Linear algebra: trace and dual space exercise

[mahler1]

Homework Statement .

Let $A \in \mathbb C^{m\times n}$. Prove that tr$(A^*A)=0$ if and only if $A^*A=0$ (here $0$ obviously means the zero matrix).


The attempt at a solution.

By definition of the trace of a matrix, the implication ← is obvious. I am having problems proving the other implication: first of all, I have doubts about the meaning of $A^*$, if $f:\mathbb C^n \to \mathbb C^m$ is a linear transformation and $A$ is the associated matrix to $f$, then $f^t:{(\mathbb C^m)}^* \to {(\mathbb C^n)}^*$ defined as $f^t(\phi)=\phi \circ f$ for all $\phi \in {(\mathbb C^m)}^*$, so, I suppose $A^*$ just means the matrix which represents $f^t$, am I right?
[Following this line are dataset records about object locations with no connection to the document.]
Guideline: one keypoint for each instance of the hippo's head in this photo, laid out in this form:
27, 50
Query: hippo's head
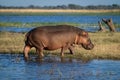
84, 40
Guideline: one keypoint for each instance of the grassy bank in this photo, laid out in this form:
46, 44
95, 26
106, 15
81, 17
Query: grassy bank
26, 12
34, 24
107, 46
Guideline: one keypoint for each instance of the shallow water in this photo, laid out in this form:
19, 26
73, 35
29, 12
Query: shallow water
13, 67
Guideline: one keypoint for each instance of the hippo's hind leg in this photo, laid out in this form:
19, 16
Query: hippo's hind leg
26, 51
39, 51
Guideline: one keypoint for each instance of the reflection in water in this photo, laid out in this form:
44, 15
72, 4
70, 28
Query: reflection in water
13, 67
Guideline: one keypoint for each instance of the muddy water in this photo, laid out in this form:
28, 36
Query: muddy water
13, 67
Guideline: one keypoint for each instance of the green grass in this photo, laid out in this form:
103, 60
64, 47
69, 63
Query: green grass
34, 24
107, 46
56, 13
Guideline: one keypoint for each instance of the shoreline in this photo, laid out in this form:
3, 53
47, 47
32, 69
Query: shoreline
106, 46
58, 10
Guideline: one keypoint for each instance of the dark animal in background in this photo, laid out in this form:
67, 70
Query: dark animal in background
56, 37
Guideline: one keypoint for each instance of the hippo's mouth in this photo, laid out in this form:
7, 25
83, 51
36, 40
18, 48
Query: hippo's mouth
88, 47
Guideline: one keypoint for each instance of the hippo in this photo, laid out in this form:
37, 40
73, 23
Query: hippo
56, 37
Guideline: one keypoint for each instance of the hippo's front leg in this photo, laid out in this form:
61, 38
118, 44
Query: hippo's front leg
71, 49
26, 51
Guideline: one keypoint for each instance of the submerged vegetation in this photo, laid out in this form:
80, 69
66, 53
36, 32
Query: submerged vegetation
107, 46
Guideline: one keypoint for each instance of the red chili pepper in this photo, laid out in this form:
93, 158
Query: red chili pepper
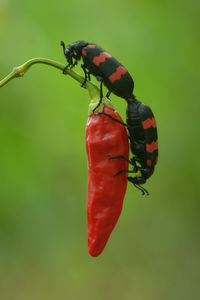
105, 138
I have no idea how to prove $tr(A^*A)=0 \implies A^*A=0$. I would appreciate any suggestions.

 

[hilbert2]

Try it first with a $2\times 2$ matrix. What are the diagonal elements of $A^{*}A$ if $A=\left(\begin{smallmatrix}a&b\\c&d\end{smallmatrix}\right)$? Why does $Tr(A^{*}A)=0$ imply that $a,b,c$ and $d$ are all zero? (I'm supposing that the $"*"$ means hermitian conjugate). Then try to extend the solution to more general matrices.

 

[mahler1]

Try it first with a $2\times 2$ matrix. What are the diagonal elements of $A^{*}A$ if $A=\left(\begin{smallmatrix}a&b\\c&d\end{smallmatrix}\right)$? Why does $Tr(A^{*}A)=0$ imply that $a,b,c$ and $d$ are all zero? (I'm supposing that the $"*"$ means hermitian conjugate). Then try to extend the solution to more general matrices.

Thanks for clearing up what it means $A^*$. I want to check if this is correct:

By definition, the entry of the product matrix $(A^*A)_{ij}=\sum_{k=1}^m (a^*)_{ik}a_{kj}$, but $(a^*)_{ik}=\overline a_{ki}$, so $\sum_{k=1}^m (a^*)_{ik}a_{kj}= \sum_{k=1}^m \overline a_{ki} a_{kj}$.

Now, $tr(A^*A)=\sum_{p=1}^n (A^*A)_{pp}=\sum_{p=1}^n \sum_{k=1}^m (a^*)_{pk}a_{kp}=\sum_{p=1}^n \sum_{k=1}^m \overline a_{kp} a_{kp}=\sum_{p=1}^n \sum_{k=1}^m |a_{kp}|^2$.

Since $tr(A^*A)=0 \implies \sum_{p=1}^n \sum_{k=1}^m |a_{kp}|^2=0 \implies a_{kp}=0 \space \forall 1\leq k \leq m, 1\leq p \leq n$. From here it follows $A=0 \implies A^*A=0$.

 

[hilbert2]

That looks correct. The idea is simply that if a sum of real non-negative numbers is zero, then every term in the sum must be zero.